The randomized, double-blind, phase II study compared transdermal application of a gel containing 4-hydroxytamoxifen (4-OHT), an antiestrogenic metabolite of tamoxifen (4 mg/day), to oral tamoxifen (20 mg/day) in pre- and postmenopausal women with estrogen receptor–positive ductal carcinoma in situ (DCIS). Women were treated for a median of 6 weeks, between the time of the diagnostic core needle biopsy and surgical excision.

Among the 26 women who completed the study (14 on oral treatment and 12 on topical treatment), the drop in a marker for cancer cell growth (Ki-67) in the breast tissue was similar in both groups – based on comparisons of tissue from the core biopsy and the surgical excision. The mean concentration of 4-OHT in the breasts was also similar in the two groups, but mean plasma 4-OHT levels were about fivefold higher among those on oral tamoxifen (1.1 ng/mL vs. 0.2 ng/mL). Increases in coagulation-related proteins were detected among those on oral tamoxifen, but not in the women on topical treatment. The rate of hot flashes was not different in the two groups.

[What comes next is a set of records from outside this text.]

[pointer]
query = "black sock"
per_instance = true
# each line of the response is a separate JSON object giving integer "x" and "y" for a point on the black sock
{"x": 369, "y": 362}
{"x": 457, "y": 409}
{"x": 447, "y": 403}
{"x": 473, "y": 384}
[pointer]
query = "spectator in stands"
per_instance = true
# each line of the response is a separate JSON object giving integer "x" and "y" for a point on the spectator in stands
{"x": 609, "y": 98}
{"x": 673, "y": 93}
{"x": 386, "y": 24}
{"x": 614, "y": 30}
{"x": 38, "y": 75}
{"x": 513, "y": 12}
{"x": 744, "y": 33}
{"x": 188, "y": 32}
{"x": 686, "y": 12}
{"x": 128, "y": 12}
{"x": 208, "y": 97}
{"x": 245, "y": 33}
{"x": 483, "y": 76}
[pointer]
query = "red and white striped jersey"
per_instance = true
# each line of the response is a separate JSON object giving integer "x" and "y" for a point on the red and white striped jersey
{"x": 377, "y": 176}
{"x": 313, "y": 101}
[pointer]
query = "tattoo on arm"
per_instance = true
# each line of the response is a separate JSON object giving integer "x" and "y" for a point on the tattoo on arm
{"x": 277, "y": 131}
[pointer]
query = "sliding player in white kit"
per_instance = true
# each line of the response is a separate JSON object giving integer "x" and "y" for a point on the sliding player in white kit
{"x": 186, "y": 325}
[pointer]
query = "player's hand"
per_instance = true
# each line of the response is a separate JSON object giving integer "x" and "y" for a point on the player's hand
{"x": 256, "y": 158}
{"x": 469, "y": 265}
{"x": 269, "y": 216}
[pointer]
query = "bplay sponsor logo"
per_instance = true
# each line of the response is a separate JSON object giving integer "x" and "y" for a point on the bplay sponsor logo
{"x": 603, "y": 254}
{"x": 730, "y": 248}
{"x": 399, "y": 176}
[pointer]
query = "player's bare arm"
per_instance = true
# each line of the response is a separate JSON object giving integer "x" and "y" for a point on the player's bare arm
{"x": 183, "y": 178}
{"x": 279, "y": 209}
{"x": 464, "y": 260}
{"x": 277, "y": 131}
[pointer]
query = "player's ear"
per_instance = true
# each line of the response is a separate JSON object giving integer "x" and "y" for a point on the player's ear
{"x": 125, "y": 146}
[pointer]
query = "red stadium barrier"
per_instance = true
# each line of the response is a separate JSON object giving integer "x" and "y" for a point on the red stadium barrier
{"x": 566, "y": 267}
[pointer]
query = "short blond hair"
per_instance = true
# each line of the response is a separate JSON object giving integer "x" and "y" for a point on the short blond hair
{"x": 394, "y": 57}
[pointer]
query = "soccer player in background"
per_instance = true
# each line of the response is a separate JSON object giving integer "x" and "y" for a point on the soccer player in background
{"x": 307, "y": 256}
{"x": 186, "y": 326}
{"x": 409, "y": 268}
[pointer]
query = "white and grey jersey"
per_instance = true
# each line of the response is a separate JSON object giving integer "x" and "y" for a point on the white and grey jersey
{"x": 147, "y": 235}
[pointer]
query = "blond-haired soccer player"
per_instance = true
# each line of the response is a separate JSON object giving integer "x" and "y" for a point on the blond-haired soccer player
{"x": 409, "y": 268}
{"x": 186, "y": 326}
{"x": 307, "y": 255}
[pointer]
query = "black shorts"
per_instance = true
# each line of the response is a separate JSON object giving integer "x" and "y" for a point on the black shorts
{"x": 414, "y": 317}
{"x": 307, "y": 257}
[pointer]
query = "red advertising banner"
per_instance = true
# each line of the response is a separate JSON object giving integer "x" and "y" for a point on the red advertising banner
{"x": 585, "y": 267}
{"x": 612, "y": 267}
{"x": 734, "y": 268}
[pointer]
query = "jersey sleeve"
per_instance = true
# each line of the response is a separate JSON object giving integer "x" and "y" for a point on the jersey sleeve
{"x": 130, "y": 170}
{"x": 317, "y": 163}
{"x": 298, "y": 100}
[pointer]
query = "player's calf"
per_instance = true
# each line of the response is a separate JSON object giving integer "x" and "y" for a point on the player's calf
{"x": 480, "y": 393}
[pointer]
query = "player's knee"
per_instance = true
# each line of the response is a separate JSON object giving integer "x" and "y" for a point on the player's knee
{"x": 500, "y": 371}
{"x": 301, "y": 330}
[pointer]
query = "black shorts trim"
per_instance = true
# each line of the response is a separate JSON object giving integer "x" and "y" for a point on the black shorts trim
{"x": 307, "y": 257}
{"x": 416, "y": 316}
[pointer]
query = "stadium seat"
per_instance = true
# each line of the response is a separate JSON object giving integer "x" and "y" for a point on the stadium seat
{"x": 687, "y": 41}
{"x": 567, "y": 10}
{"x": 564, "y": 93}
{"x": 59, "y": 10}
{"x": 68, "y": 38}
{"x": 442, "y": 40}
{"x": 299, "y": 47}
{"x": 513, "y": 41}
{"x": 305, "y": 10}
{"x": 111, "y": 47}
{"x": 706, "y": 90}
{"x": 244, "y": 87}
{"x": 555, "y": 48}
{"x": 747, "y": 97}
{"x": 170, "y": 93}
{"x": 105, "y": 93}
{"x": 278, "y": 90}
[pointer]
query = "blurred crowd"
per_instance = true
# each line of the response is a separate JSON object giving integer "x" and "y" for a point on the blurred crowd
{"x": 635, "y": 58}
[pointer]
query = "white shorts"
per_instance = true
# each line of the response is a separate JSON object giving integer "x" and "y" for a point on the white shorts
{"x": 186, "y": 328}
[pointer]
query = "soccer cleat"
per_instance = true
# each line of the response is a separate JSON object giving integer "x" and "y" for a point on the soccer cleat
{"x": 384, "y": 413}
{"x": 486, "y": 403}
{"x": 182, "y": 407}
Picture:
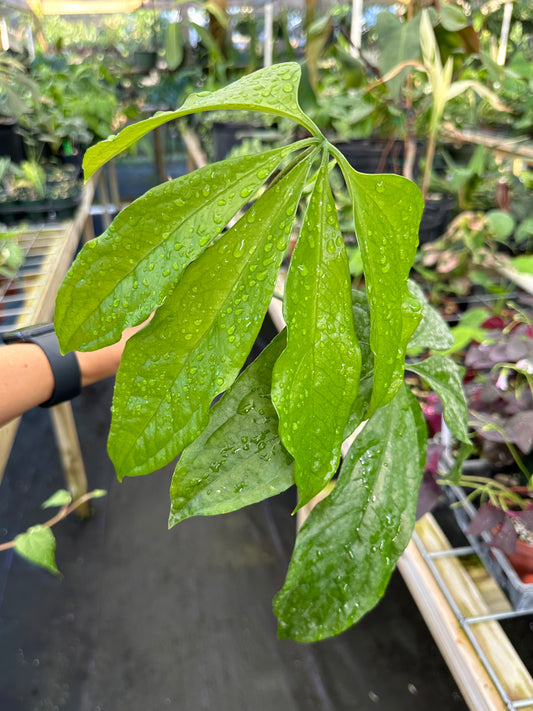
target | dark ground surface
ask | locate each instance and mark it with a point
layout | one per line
(146, 619)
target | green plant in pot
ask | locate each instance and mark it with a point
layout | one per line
(339, 364)
(498, 388)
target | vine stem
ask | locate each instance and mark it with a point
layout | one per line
(60, 515)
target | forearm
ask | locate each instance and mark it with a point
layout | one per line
(27, 380)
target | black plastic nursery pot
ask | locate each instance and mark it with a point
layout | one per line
(11, 143)
(15, 212)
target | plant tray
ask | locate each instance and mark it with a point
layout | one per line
(520, 594)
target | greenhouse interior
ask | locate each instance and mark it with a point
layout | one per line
(266, 355)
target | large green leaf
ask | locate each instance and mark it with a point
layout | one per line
(349, 545)
(315, 380)
(199, 338)
(38, 545)
(361, 318)
(388, 209)
(119, 278)
(272, 90)
(238, 459)
(445, 378)
(432, 332)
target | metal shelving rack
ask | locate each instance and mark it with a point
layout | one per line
(29, 299)
(463, 607)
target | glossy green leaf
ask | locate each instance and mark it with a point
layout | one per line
(445, 378)
(119, 278)
(272, 90)
(199, 338)
(38, 545)
(361, 319)
(238, 459)
(432, 332)
(348, 547)
(388, 209)
(316, 378)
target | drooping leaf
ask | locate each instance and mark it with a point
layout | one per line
(315, 379)
(361, 317)
(445, 378)
(62, 497)
(387, 217)
(38, 545)
(198, 340)
(272, 90)
(119, 278)
(432, 331)
(238, 459)
(348, 547)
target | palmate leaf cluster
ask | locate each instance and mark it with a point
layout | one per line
(339, 362)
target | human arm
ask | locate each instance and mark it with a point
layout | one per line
(27, 380)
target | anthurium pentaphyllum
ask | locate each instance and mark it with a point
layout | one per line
(203, 252)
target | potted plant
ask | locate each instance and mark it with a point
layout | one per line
(498, 380)
(17, 90)
(339, 363)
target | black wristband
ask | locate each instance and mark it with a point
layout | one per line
(65, 368)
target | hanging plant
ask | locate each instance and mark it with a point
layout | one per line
(339, 363)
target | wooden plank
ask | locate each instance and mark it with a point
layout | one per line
(479, 691)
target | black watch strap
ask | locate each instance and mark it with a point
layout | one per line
(65, 368)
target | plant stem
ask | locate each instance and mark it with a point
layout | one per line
(60, 515)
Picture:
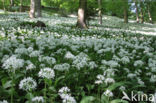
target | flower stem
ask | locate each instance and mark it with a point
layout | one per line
(45, 90)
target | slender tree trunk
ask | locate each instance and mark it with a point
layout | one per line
(11, 3)
(125, 11)
(149, 15)
(81, 20)
(137, 15)
(32, 9)
(125, 16)
(100, 11)
(38, 8)
(21, 5)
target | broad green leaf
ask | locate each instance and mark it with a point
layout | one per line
(115, 85)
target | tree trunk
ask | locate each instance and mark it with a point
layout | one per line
(38, 8)
(32, 9)
(81, 20)
(11, 3)
(125, 11)
(3, 1)
(142, 16)
(149, 15)
(100, 11)
(137, 15)
(21, 5)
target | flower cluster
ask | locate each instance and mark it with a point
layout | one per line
(64, 93)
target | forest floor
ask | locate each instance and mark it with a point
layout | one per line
(62, 62)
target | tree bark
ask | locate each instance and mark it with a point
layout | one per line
(38, 8)
(137, 15)
(142, 16)
(125, 11)
(12, 2)
(100, 11)
(21, 5)
(32, 9)
(81, 20)
(149, 14)
(142, 11)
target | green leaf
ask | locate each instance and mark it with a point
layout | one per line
(118, 101)
(87, 99)
(57, 80)
(115, 85)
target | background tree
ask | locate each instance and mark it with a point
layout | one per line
(21, 5)
(32, 9)
(81, 20)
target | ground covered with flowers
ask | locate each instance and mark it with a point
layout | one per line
(63, 64)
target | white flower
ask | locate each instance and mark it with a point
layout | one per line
(109, 80)
(38, 99)
(153, 79)
(108, 93)
(122, 88)
(69, 99)
(62, 67)
(125, 60)
(64, 90)
(30, 65)
(13, 63)
(69, 55)
(64, 93)
(100, 78)
(4, 101)
(35, 54)
(47, 73)
(28, 84)
(92, 65)
(131, 75)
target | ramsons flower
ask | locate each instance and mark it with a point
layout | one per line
(47, 73)
(4, 101)
(38, 99)
(108, 93)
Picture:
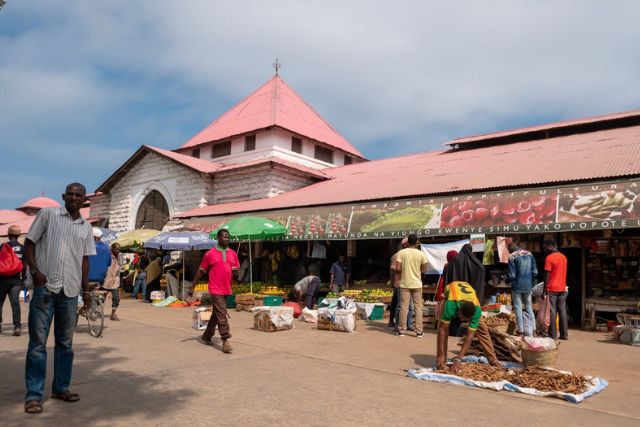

"Delivering the drug through a gel, if proven effective in larger trials, could potentially replace oral tamoxifen for breast cancer prevention and DCIS and encourage many more women to take it," another author, surgical oncologist Dr. Seema Khan, said in a press release on the results issued by Northwestern on July 15. "The gel minimized exposure to the rest of the body and concentrated the drug in the breast where it is needed, ... which should avoid potential blood clots as well as an elevated risk for uterine cancer," added Dr. Khan, professor of surgery and coleader of the breast cancer program at the Lurie cancer center.

The authors, which included others from Northwestern University; Washington University, St. Louis; and the National Cancer Institute, Bethesda, Md.; had no disclosures. The study was funded by the National Institutes of Health and BHR Pharma.